White, "Gentleman of London," later became governor of the newly-established Roanoke Colony. In 1587 he led a band of settlers sent out by Sir Walter Raleigh. White, as Governor, with thirteen others, were incorporated under the name of “The Governor and Assistants of the Citie of Raleigh of Virginia”.[2] He was the father of Eleanor Dare (née White), by whom the first English baby was born in the New World, White`s granddaughter Virginia Dare. However, when the colony ran low on supplies the colonists requested that White return to England for provisions. His return to Roanoke was delayed by England`s conflict with Spain and the Spanish Armada, and when he at last returned to Roanoke in August of 1590 he found it deserted. Forced by bad weather to abandon the search of adjacent islands for the colonists, he returned to Plymouth, England on October 24 of that year. An Indian he brought back from Virginia, was left in Bideford.

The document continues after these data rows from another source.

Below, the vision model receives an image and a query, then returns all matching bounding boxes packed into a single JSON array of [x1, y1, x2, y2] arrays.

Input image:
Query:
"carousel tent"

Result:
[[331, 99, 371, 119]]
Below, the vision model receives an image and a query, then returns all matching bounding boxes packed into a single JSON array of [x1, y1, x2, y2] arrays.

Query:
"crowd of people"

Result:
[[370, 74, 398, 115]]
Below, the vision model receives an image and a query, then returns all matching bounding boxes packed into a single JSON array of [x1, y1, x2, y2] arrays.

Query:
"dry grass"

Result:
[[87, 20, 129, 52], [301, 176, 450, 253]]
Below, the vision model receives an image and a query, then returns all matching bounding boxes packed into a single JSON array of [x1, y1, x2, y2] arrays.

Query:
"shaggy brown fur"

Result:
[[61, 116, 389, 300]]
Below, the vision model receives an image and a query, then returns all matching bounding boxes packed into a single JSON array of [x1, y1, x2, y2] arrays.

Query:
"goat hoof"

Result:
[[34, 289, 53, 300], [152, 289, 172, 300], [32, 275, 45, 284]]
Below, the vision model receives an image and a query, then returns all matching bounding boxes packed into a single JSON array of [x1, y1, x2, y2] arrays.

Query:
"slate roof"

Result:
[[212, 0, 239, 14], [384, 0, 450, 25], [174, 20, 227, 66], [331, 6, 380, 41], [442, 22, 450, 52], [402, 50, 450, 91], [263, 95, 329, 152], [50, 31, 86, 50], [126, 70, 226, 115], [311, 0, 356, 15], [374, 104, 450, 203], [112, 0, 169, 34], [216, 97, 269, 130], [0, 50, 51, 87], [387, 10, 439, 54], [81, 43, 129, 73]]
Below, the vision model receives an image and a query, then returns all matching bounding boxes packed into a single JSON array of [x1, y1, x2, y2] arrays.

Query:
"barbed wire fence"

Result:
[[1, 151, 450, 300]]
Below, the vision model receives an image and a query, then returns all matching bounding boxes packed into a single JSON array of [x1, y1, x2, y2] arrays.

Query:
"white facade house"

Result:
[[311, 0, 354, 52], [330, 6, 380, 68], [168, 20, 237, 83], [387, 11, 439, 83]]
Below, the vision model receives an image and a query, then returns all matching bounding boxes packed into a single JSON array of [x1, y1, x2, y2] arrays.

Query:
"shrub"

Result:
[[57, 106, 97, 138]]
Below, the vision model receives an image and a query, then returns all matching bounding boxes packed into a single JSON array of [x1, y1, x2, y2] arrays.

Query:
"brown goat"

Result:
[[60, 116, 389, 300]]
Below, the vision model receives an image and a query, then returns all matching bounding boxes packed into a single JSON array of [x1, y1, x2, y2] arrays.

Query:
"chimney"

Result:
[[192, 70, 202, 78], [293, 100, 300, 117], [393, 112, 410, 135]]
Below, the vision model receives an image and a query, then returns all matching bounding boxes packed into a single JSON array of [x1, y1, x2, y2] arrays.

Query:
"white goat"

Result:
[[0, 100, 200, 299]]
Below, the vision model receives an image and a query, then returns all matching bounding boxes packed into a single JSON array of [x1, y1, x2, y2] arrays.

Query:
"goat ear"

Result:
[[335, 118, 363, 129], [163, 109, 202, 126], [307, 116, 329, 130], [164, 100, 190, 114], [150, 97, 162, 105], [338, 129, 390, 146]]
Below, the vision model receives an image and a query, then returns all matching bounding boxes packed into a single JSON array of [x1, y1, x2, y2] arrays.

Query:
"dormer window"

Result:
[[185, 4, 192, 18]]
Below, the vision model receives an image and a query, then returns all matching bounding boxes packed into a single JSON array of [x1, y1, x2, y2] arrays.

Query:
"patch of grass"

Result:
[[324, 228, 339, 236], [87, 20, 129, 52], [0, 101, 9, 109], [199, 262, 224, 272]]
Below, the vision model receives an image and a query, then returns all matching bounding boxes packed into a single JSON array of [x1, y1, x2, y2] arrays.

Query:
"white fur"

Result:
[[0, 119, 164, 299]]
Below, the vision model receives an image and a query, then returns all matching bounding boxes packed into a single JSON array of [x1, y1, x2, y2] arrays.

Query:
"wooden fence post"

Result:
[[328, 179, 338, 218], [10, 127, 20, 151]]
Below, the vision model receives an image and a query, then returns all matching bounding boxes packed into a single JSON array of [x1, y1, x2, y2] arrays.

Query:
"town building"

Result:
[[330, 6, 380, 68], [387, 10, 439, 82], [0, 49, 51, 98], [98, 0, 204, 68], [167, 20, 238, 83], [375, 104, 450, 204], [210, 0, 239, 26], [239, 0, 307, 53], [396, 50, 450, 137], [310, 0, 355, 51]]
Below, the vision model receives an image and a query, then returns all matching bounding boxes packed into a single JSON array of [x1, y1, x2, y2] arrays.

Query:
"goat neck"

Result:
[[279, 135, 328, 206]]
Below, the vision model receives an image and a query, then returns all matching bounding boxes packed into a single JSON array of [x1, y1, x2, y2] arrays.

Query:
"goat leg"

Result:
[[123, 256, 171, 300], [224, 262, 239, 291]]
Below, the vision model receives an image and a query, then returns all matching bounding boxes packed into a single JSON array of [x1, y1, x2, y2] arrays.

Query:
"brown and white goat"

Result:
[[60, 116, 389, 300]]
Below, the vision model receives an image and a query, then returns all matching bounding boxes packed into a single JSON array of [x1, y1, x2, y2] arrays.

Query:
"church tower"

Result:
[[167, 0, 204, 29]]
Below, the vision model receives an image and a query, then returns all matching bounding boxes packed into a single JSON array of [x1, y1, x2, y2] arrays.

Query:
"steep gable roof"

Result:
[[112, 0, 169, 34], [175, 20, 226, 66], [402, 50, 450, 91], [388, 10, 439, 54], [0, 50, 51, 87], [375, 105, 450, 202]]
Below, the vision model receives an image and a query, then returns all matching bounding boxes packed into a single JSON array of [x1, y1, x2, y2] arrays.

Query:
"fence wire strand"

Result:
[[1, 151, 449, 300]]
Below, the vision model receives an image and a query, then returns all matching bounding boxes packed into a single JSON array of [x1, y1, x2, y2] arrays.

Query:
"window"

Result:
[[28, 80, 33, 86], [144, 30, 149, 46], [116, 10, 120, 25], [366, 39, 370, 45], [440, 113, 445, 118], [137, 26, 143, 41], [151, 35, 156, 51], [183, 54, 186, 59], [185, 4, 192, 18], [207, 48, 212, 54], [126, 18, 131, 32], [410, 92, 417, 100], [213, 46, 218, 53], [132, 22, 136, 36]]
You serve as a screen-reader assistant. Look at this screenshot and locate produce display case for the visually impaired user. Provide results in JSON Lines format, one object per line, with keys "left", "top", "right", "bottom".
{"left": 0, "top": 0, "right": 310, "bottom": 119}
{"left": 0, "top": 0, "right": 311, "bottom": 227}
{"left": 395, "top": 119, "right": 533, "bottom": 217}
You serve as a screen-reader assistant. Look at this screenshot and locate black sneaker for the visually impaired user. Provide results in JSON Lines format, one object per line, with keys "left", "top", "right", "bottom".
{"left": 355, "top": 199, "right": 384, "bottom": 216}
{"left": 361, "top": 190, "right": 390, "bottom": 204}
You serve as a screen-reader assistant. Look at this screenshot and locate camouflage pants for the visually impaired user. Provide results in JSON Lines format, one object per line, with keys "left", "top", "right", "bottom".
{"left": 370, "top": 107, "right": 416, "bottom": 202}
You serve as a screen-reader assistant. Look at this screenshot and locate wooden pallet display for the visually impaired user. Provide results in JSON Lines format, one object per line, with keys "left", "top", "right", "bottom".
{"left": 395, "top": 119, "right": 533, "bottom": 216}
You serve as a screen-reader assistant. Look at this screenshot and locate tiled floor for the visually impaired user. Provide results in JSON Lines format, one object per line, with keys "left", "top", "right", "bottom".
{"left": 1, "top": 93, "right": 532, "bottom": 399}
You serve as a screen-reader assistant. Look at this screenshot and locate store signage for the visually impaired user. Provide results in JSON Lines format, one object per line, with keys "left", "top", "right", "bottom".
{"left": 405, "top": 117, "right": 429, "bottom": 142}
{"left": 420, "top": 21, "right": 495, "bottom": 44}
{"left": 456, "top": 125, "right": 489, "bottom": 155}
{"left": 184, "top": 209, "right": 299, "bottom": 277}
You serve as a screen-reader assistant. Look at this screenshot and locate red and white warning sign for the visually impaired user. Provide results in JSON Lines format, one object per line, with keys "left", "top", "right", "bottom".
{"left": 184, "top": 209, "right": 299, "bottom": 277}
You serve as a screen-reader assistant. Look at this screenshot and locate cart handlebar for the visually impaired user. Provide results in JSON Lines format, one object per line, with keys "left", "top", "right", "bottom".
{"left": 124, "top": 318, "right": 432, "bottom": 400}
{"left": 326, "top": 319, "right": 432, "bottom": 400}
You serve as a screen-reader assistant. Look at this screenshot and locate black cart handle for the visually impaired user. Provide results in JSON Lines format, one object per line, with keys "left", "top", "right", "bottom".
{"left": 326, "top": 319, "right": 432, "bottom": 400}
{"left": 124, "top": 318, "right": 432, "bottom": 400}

A map of the Roanoke area, by John White Little is known of White`s life after the failure of the Roanoke Colony. He lived in Plymouth, [3][4] and also owned a house at Newtowne, Kylmore (Kilmore, County Cork), Ireland. He appears to have been in Ireland living on the estates of Sir Walter Raleigh, making maps of land for Raleigh`s tenants. The last surviving document related to White is a letter he wrote from Ireland in 1593 to the publisher of his Roanoke drawings.
However, a record from May of 1606 that a Bridgit White was appointed estate administrator for her brother "John White" may refer to him. A Bridgett White was also the second wife of a Robert Wight (1578–1617) of Hareby, Lincolnshire, England whom he married on November 25, 1613 at Alford. As this Robert was also the son of an obscure John Wight (b. abt. 1552) and the father of an Elizabeth Wighte (1606–1671) who is sometimes thought to have been the ex-wife of Nathaniel Eaton (1610–1674), the first schoolmaster of Harvard College, Massachusetts; there is a possibility that Bridgit White, the sister of John White the Governor of Roanoke Colony, and Bridgett White, the second wife of the same above-mentioned Robert Wight, are directly related to each other.